School Redesign Network | Elle Rustique, Diane Friedlaender, School Redesign Network at Stanford University, and Jeff Gilbert, Principal, Hillsdale High School | Workshop
Saturday, Nov. 13, 10:15am-12:00pm
Leading Through Transition: Text-Based Discussion on Sustaining a School’s Identity during Leadership Change
How does a school sustain its identity through a change in leadership? Please join us for a text-based discussion on the article “Sustaining Change: The Struggle to Maintain Change at Central Park East Secondary School” by Diane Suiter and Deborah Meier. This article can be found at www.essentialschools.org in the resource section. We will explore this text as well as explore how other schools have maintained their commitment to the CES Common Principles while experiencing significant changes in school leadership.

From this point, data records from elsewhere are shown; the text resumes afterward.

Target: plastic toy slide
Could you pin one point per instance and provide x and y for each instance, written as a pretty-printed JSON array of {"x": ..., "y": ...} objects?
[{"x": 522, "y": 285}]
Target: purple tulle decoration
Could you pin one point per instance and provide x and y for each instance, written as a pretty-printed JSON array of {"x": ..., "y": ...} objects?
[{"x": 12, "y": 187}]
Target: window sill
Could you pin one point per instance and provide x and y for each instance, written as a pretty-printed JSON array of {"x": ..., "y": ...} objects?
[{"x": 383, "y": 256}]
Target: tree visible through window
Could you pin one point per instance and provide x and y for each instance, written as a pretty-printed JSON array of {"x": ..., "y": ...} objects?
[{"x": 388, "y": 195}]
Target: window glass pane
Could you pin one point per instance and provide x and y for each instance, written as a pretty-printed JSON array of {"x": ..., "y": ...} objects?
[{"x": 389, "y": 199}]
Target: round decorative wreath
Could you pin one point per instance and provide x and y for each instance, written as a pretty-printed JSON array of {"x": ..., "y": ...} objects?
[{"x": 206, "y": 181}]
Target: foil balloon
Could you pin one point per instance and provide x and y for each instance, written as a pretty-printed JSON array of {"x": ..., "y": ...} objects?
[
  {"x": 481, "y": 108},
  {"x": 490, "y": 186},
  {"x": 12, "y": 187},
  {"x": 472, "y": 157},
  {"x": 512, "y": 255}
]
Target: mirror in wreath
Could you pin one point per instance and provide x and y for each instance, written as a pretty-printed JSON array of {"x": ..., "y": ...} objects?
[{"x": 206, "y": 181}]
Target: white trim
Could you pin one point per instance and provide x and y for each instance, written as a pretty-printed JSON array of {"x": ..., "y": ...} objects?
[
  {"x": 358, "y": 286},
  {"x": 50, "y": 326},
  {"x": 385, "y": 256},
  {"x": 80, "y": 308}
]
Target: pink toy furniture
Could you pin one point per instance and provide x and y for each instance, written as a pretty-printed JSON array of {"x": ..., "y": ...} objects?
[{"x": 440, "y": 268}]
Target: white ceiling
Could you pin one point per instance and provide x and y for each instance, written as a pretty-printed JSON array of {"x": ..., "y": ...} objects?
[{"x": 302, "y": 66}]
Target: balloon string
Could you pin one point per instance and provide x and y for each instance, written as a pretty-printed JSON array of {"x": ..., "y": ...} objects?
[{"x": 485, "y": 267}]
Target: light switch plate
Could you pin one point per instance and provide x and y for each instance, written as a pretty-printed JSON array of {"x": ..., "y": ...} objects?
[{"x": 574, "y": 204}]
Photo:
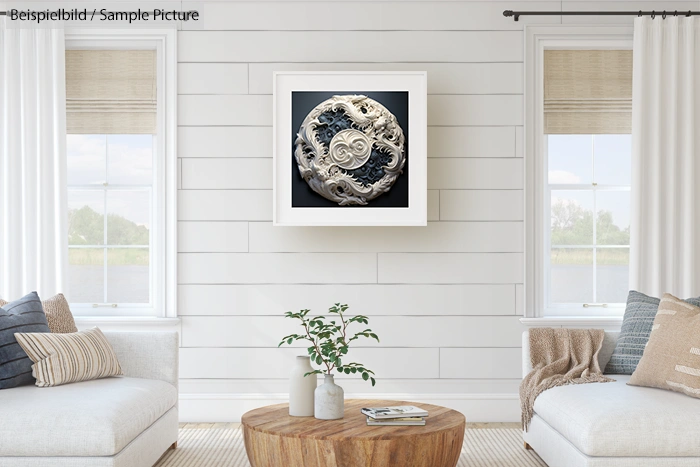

Francis W. Parker Charter Essential School | Diane Kruse | Interest Group
Saturday, Nov. 13, 10:15am-12:00pm
Why It Matters: What We Can Do Without Money if It's Important Enough
Education has been the subject of a lot of hype for the past 25 years, but rarely are we prepared to ask ourselves what matters most--why we should require every youngster to spend 12 years in school, and why we insist that unless they spend 16 years, there is little hope they can earn a decent wage? That's the task that CES must reinstate as Essential. Any path will take us somewhere, but where do we want to go?